The structure of the resources in swpc_synthea is as below:

├── src/main/resources
|   ├── export
|   ├── geography
|   |   ├── demographics.csv
|   |   ├── foreign_birthplace.json
|   |   ├── postcodes.csv
|   |   ├── sdoh.csv
|   |   ├── timezones.csv
|   ├── keep_modules
|   ├── modules
|   ├── physiology
|   |   ├── hospitals.csv
|   |   ├── primary_care_facilities.csv
|   |   ├── urgent_care_facilities.csv
|   ├── providers
|   ├── templates
|   biometrics.yml
|   birthweights.csv
|   bmi_correlations.json
|   cdc_growth_charts.json
|   cdc_wtleninf.csv
|   gdb_disability_weights.csv
|   growth_data_error_rates.json
|   htn_drugs.csv
|   immunization_schedule.json
|   language_lookup.json
|   names.yml
|   nhanes_two_year_olds_bmi.csv
|   race_ethnicity_codes.json
|   shr_mapping.csv
|   telemedicine_config.json
|   us_core_mapping.csv

We'll now highlight a few key files for the simulation inputs

geography/demographics.csv

This file sets the general demographics for the population created during this simulation, such as age distributions and town populations. The meanings of the different columns in this file can be found in the table below.

The demographics breakdowns for the UK version have been done by the full region rather than per town as information per town was not available.

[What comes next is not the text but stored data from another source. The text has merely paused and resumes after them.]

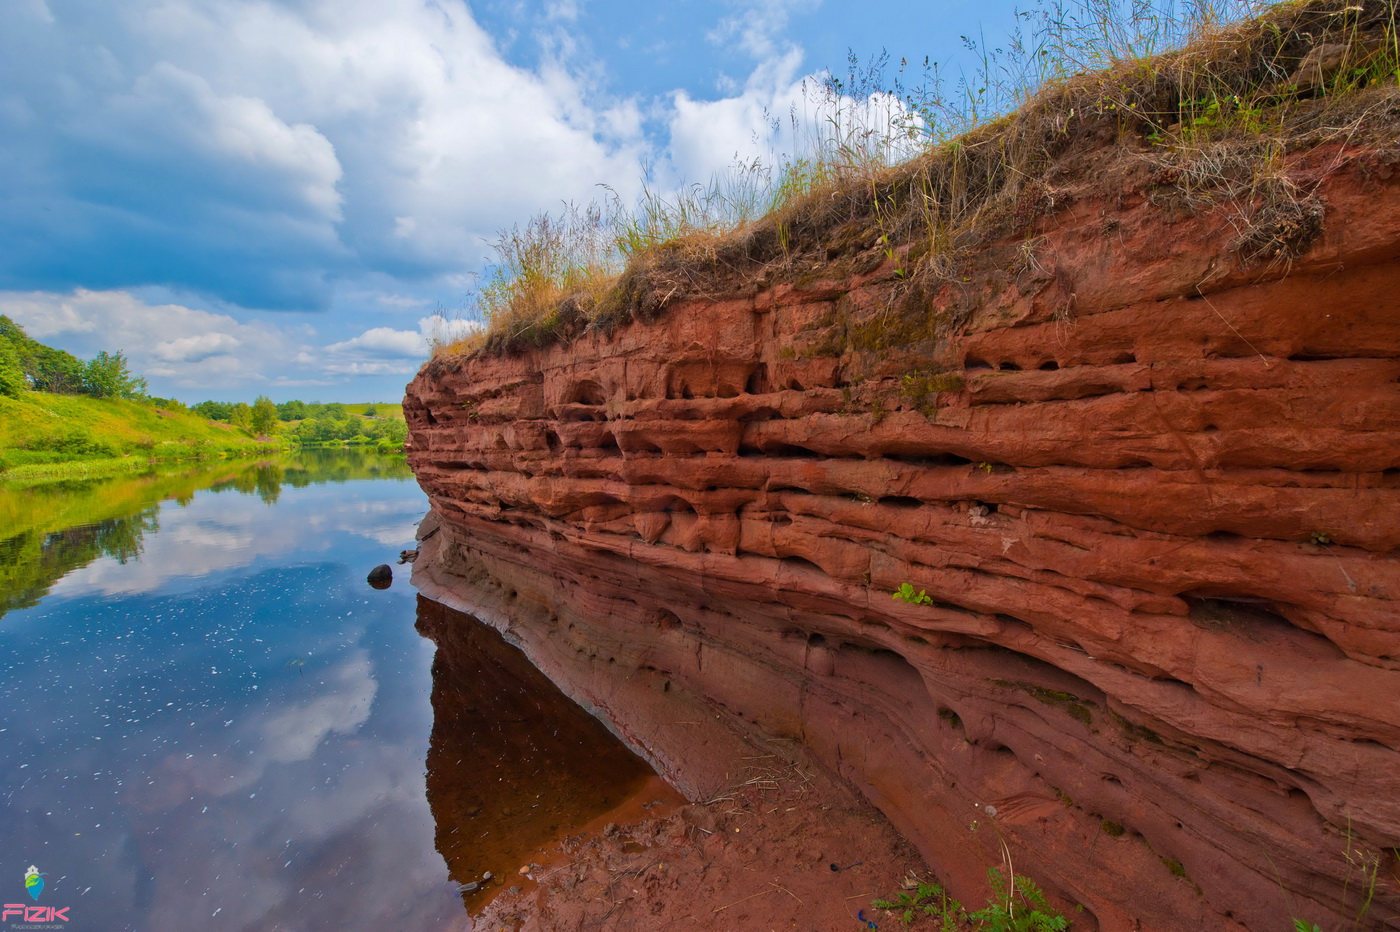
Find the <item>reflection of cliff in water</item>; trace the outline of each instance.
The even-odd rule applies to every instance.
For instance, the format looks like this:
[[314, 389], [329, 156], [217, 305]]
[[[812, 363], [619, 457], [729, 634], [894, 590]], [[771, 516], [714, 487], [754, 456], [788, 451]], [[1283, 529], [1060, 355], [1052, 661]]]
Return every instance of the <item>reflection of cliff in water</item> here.
[[140, 556], [144, 535], [159, 526], [163, 501], [188, 504], [207, 489], [257, 495], [271, 505], [284, 486], [412, 475], [402, 457], [350, 448], [171, 464], [136, 476], [22, 489], [0, 485], [0, 617], [37, 604], [54, 583], [99, 557], [125, 563]]
[[437, 645], [428, 805], [436, 844], [468, 908], [534, 852], [639, 792], [652, 770], [519, 650], [470, 615], [418, 599]]

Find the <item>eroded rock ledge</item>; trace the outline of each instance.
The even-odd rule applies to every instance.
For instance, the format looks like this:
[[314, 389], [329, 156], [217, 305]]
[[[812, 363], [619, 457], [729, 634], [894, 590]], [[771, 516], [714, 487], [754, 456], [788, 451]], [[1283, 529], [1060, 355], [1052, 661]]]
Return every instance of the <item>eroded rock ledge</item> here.
[[922, 297], [872, 247], [434, 360], [420, 569], [684, 791], [798, 739], [964, 901], [1005, 842], [1077, 927], [1329, 928], [1372, 870], [1400, 927], [1400, 173], [1290, 159], [1286, 269], [1129, 171]]

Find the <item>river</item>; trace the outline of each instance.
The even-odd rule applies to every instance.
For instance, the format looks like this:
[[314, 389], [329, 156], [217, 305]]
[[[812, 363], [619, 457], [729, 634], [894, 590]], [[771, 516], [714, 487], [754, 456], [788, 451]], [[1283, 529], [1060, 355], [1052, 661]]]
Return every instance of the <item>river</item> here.
[[366, 584], [426, 504], [355, 451], [0, 487], [0, 928], [470, 928], [648, 786], [407, 566]]

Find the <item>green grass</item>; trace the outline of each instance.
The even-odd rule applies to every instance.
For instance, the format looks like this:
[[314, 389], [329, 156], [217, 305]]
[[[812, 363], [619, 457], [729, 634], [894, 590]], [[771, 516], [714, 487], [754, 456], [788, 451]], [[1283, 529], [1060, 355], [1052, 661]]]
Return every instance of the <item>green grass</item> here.
[[0, 482], [117, 475], [150, 462], [277, 448], [227, 424], [136, 401], [43, 392], [0, 396]]
[[359, 417], [367, 417], [369, 415], [367, 415], [366, 412], [370, 408], [375, 410], [374, 417], [394, 417], [401, 421], [403, 420], [403, 405], [397, 401], [356, 402], [354, 404], [347, 404], [345, 406], [345, 412], [347, 414], [358, 415]]
[[[992, 895], [974, 912], [948, 895], [938, 883], [922, 882], [892, 897], [875, 899], [871, 907], [884, 910], [906, 926], [938, 928], [944, 932], [1061, 932], [1069, 920], [1050, 908], [1045, 894], [1029, 878], [1007, 879], [995, 867], [988, 868]], [[868, 920], [867, 920], [868, 921]], [[872, 926], [873, 927], [873, 926]]]

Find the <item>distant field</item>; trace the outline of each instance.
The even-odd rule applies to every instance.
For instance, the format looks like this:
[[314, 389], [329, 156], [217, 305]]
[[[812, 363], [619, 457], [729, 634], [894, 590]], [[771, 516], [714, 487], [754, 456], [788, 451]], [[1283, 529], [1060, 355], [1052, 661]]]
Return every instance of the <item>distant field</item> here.
[[396, 417], [403, 420], [403, 405], [397, 401], [366, 401], [345, 406], [345, 410], [350, 414], [358, 414], [362, 417], [370, 408], [375, 409], [375, 417]]

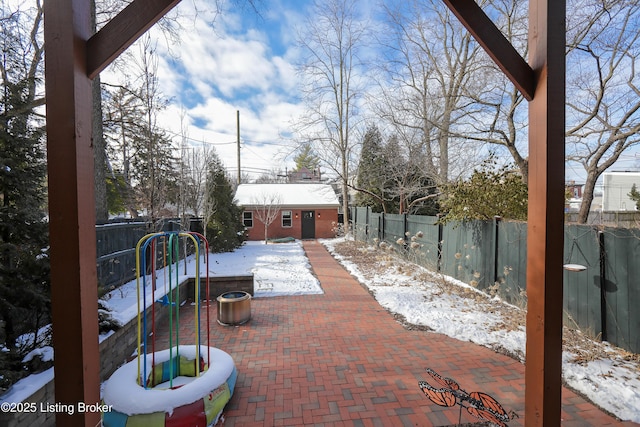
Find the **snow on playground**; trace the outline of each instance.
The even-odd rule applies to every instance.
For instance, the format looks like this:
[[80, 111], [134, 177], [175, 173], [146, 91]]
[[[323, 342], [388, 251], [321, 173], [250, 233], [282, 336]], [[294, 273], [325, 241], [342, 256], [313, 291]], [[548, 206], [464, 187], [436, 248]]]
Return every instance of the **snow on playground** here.
[[[401, 274], [383, 272], [380, 276], [369, 279], [357, 265], [334, 253], [333, 245], [339, 241], [340, 239], [333, 239], [323, 243], [351, 274], [373, 292], [380, 305], [387, 310], [403, 315], [410, 323], [428, 326], [435, 333], [488, 347], [501, 346], [511, 354], [524, 354], [525, 331], [495, 330], [494, 326], [500, 323], [500, 319], [495, 318], [499, 314], [488, 316], [482, 309], [474, 308], [473, 299], [461, 302], [455, 295], [431, 292], [429, 288], [436, 287], [435, 285], [416, 282]], [[322, 293], [318, 280], [310, 271], [309, 261], [300, 242], [269, 245], [264, 242], [247, 242], [234, 252], [209, 254], [209, 260], [210, 275], [253, 273], [255, 298]], [[193, 258], [187, 260], [185, 273], [185, 264], [180, 263], [179, 282], [195, 275], [195, 264]], [[158, 290], [153, 298], [151, 290], [147, 290], [149, 304], [164, 295], [166, 276], [164, 271], [158, 272]], [[452, 286], [467, 286], [453, 279], [447, 280]], [[150, 280], [147, 283], [150, 287]], [[426, 293], [429, 293], [427, 299], [424, 298]], [[214, 295], [211, 297], [215, 298]], [[425, 306], [427, 301], [428, 309]], [[108, 295], [107, 304], [120, 322], [128, 322], [134, 318], [137, 310], [135, 281], [112, 291]], [[602, 345], [604, 351], [608, 351], [606, 343], [596, 345]], [[572, 388], [620, 419], [640, 423], [640, 370], [637, 364], [620, 359], [573, 363], [572, 359], [572, 355], [565, 352], [563, 376]], [[50, 369], [25, 378], [0, 397], [0, 402], [20, 402], [52, 377], [53, 369]]]

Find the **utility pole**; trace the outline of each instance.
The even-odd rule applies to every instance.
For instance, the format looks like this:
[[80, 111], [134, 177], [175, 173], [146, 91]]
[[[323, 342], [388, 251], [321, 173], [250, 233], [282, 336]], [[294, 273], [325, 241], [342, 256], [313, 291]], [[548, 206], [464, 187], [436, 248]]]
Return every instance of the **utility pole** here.
[[240, 110], [237, 113], [237, 129], [238, 129], [238, 185], [240, 185]]

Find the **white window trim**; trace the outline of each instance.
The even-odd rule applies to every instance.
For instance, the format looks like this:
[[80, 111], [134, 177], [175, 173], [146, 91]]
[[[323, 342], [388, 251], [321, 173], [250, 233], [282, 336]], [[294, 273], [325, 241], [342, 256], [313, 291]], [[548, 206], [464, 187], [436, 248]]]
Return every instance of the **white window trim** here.
[[[246, 218], [245, 215], [249, 214], [251, 218]], [[251, 221], [251, 225], [247, 225], [247, 220]], [[246, 228], [253, 228], [254, 220], [253, 220], [253, 211], [244, 211], [242, 212], [242, 225]]]
[[[285, 212], [287, 212], [289, 214], [289, 225], [284, 225], [284, 220], [285, 220]], [[281, 221], [280, 221], [280, 225], [282, 226], [282, 228], [291, 228], [293, 227], [293, 212], [290, 210], [287, 211], [282, 211], [280, 214], [281, 217]]]

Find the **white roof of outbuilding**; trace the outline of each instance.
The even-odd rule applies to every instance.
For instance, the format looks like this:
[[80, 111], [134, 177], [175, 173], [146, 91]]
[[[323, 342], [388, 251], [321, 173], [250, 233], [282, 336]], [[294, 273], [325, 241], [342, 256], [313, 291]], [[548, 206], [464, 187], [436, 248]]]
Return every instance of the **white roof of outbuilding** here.
[[328, 184], [241, 184], [235, 200], [240, 206], [269, 203], [278, 196], [278, 205], [338, 207], [340, 202]]

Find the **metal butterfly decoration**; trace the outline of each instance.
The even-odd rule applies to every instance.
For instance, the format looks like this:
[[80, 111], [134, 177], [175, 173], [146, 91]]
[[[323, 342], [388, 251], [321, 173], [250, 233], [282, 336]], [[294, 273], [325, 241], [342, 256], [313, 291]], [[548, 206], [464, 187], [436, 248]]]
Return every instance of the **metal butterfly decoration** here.
[[419, 381], [418, 385], [422, 392], [436, 405], [445, 407], [460, 405], [460, 417], [462, 408], [465, 408], [474, 417], [500, 427], [508, 427], [507, 422], [517, 417], [513, 411], [507, 413], [496, 399], [486, 393], [479, 391], [467, 393], [455, 380], [443, 377], [431, 368], [427, 368], [427, 374], [435, 386], [426, 381]]

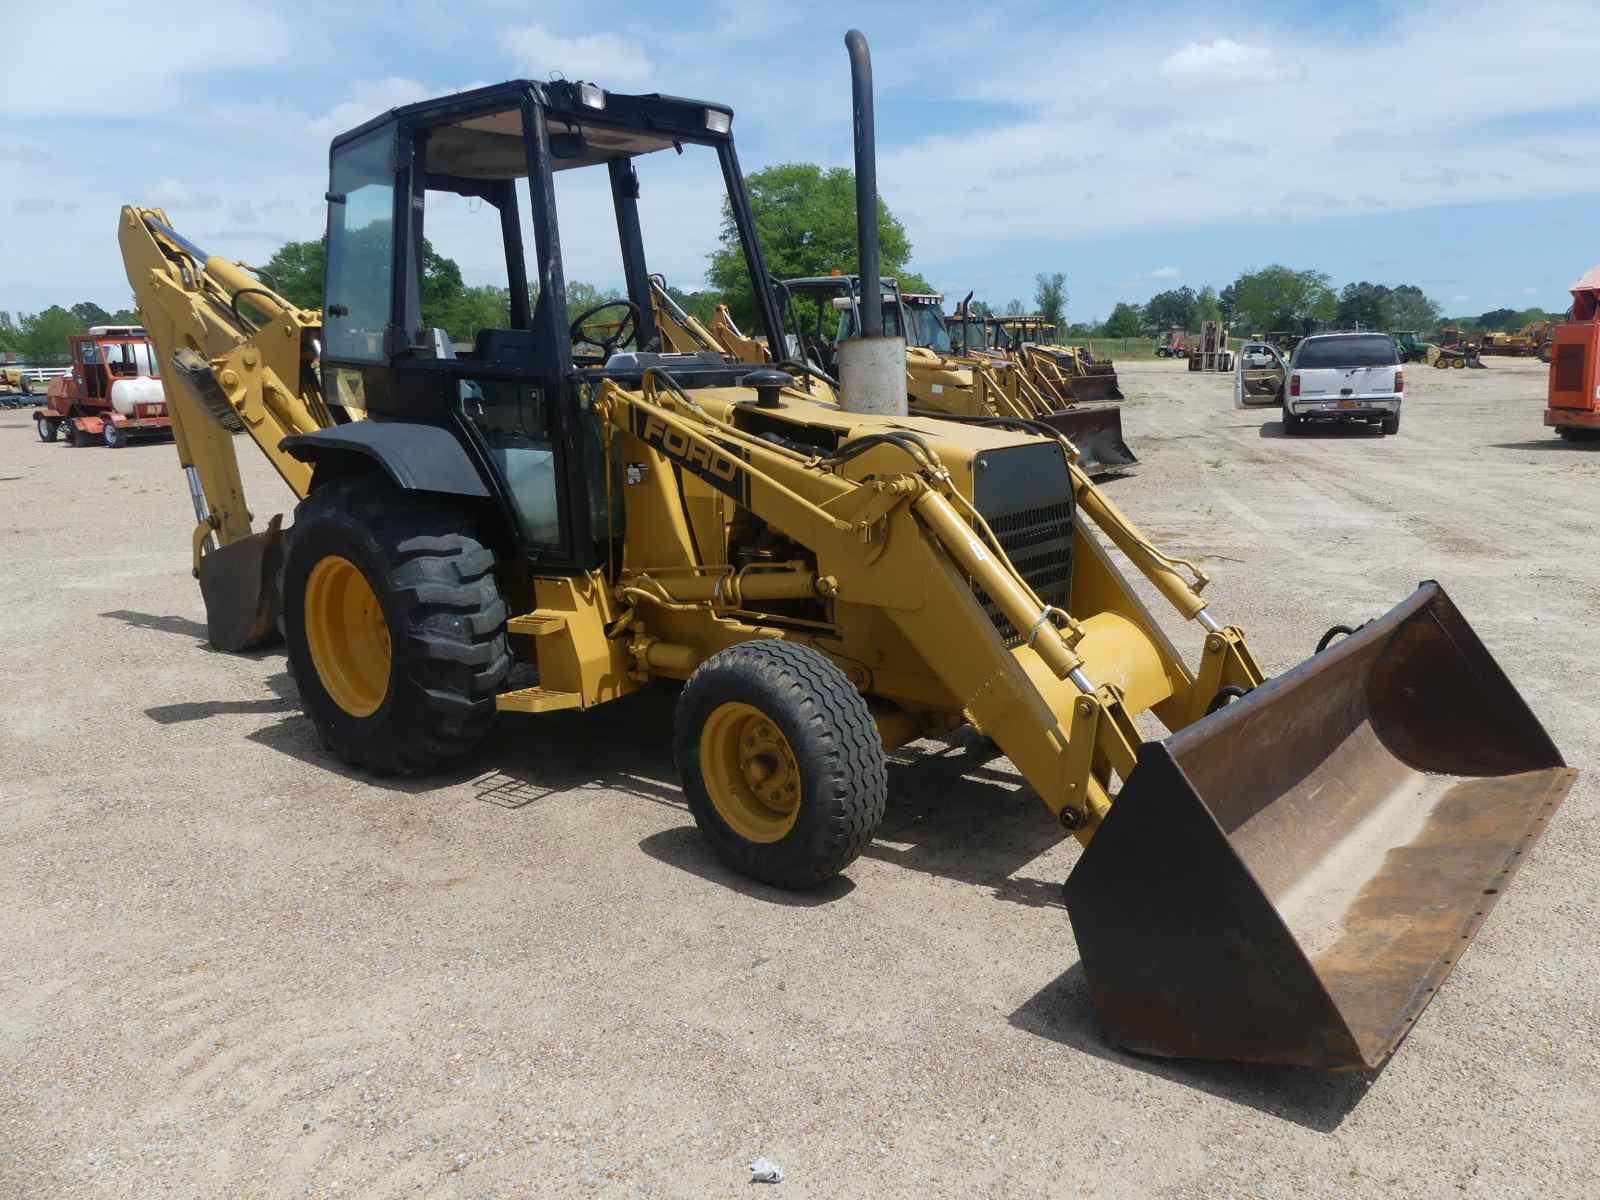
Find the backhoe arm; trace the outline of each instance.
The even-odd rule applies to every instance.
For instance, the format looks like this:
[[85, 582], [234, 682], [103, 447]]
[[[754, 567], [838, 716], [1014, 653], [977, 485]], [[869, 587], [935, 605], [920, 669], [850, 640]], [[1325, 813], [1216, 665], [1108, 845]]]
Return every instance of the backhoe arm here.
[[310, 491], [311, 467], [279, 446], [333, 424], [317, 375], [322, 322], [181, 237], [160, 209], [124, 207], [117, 241], [194, 502], [194, 573], [211, 641], [242, 649], [275, 630], [279, 518], [254, 532], [233, 436], [248, 433], [297, 497]]

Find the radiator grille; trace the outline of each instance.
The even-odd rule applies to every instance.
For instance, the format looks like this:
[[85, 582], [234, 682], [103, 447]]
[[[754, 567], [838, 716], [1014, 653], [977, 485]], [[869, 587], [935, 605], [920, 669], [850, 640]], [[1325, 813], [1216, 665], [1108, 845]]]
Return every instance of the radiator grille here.
[[[1000, 546], [1012, 566], [1027, 580], [1039, 599], [1057, 608], [1066, 608], [1072, 589], [1072, 505], [1046, 504], [1004, 516], [985, 517], [985, 520], [1000, 539]], [[976, 586], [973, 591], [1006, 645], [1019, 643], [1022, 633], [1006, 620], [988, 594]]]

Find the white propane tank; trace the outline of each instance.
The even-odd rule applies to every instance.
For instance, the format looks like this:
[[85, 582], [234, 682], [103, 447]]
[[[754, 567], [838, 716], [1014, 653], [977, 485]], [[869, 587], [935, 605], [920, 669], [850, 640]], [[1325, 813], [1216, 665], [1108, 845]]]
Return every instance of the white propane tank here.
[[[134, 408], [136, 404], [159, 404], [161, 413], [167, 411], [167, 393], [162, 390], [159, 379], [151, 379], [148, 375], [140, 375], [134, 379], [117, 379], [111, 384], [111, 407], [125, 417], [138, 416]], [[152, 413], [151, 416], [157, 414]]]
[[906, 341], [856, 337], [839, 343], [839, 407], [845, 412], [906, 415]]

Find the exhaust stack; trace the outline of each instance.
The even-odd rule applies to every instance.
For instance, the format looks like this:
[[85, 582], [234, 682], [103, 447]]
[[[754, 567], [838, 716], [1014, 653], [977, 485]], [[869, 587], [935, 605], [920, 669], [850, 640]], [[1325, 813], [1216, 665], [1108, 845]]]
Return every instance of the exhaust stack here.
[[872, 55], [860, 30], [844, 35], [855, 111], [856, 249], [861, 331], [839, 345], [839, 404], [846, 412], [906, 415], [906, 343], [883, 332], [878, 255], [878, 153], [872, 114]]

Column Name Contains Data Sources for UK Version
ID Town ID number monotonically increasing from 1
COUNTY County Code where town is located TOWN_211CODE column from ONS data table
NAME Town Name TOWN_211NAME column from above ONS table
STNAME Region Name REGION/COUNTRY from above ONS table
POPESTIMATE2015 Population of that town TOTAL population rows for 2019 from above ONS data
CTYNAME County Name where town is located range of wikipedia sites for the towns
TOT_POP total county population ONS Region data
Ethnicity (includes ASIAN, BLACK, MIXED, WHITE, OTHER columns) Percentage of the population that is of a certain ethnicity1 NHS Health Survey England
Ages (includes all age breakdown columns) percentage of population in different age groups Another NHS Health Survey England2
Income (includes all income breakdown columns) percentage of population in different income brackets ONS Employment data3
LESS_THAN_HS fraction of people with no qualifications, or level 1 or 2 of education (as classified by ONS) ONS Education data
HS_DEGREE fraction of people with level 3 education Same as above
SOME_COLLEGE fraction of people with apprenticeships Same as above
BS_DEGREE fraction of people with level 4 education Same as above

Many of the above sources are complimented by data from the 2021 census

geography/sdoh.csv

This file contains information on social determinants of health for the different regions.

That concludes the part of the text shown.